In an evaluation of the MyCode study, published this week in JAMA Network Open , more than 175,000 participants were screened for medically important genetic findings, and 1 in 30 received a result. Of participants with a genetic risk for disease, more than 90 percent were unaware of their risk prior to receiving the information from the MyCode program.
"Currently, clinical genetic testing is offered based on patients' personal and family history. However, there are limitations to this approach, as some patients with a family history don't come to clinical attention due to barriers to care," said Juliann Savatt, MS, CGC, co-director of the MyCode Genomic Screening and Counseling Program. "Additionally, some patients don't have a personal or family history to bring them to clinical attention. Genomic screening offers a strategy to close these gaps and identify more at-risk patients."

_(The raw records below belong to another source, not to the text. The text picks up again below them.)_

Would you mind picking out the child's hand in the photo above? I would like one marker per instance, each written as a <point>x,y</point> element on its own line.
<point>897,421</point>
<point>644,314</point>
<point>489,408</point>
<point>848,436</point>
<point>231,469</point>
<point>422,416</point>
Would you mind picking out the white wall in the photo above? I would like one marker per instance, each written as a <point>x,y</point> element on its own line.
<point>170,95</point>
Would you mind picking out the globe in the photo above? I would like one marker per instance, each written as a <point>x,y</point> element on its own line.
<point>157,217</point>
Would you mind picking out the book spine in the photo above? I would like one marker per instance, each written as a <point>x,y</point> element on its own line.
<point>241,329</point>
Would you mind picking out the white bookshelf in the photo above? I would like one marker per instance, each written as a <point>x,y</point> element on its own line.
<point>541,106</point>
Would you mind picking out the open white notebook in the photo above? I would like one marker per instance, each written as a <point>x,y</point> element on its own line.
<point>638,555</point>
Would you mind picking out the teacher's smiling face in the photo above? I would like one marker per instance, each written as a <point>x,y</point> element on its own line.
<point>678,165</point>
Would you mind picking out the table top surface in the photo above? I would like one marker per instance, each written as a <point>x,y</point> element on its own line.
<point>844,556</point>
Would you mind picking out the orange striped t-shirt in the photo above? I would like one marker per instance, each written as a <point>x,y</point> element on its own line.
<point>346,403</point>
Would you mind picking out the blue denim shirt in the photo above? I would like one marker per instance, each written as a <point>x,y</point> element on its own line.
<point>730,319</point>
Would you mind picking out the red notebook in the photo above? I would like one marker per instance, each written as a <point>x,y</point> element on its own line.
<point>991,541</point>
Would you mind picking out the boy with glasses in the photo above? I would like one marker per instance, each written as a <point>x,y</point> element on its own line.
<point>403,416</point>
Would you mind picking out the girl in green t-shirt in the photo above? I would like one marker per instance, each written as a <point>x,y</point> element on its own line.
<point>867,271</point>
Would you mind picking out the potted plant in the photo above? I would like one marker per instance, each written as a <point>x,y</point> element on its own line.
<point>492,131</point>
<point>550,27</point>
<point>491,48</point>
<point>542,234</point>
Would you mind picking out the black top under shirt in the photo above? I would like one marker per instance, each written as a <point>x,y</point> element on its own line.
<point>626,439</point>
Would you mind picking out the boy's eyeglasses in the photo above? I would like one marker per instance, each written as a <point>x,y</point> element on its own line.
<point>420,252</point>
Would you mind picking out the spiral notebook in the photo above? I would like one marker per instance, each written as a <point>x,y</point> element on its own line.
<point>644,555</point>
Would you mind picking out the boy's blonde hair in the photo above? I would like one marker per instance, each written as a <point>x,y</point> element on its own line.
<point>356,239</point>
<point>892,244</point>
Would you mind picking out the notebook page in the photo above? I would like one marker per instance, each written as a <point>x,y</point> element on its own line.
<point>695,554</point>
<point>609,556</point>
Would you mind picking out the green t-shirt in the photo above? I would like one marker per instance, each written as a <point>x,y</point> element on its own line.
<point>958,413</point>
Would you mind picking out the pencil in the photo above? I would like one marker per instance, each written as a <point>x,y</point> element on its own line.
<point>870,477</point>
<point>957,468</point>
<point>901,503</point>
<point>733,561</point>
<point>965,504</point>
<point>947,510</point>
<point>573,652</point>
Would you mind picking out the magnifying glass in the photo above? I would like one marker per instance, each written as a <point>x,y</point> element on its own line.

To date, more than 354,000 participants have enrolled in MyCode, which studies how genes affect health and disease using participants' DNA. MyCode also looks for genetic changes that increase risk for more than 25 health conditions , like cancer and heart disease. These conditions can sometimes be prevented or found early, when they may be easier to treat.
Unlike MyCode, many large-scale biobanks do not return this information to participants, missing potential opportunities to improve care and study long-term outcomes for these participants.
"Geisinger's MyCode program was the first healthcare system-based genomic screening initiative to disclose medically actionable results to participants," said Christa Martin, Ph.D., Geisinger's chief scientific officer and principal investigator of MyCode. "Having sequenced approximately 20 percent of our patient population, MyCode is also one of the largest healthcare-based genomic screening programs. We have shown that results disclosure promotes anticipatory care, preventing disease, detecting it earlier and allowing more targeted treatment."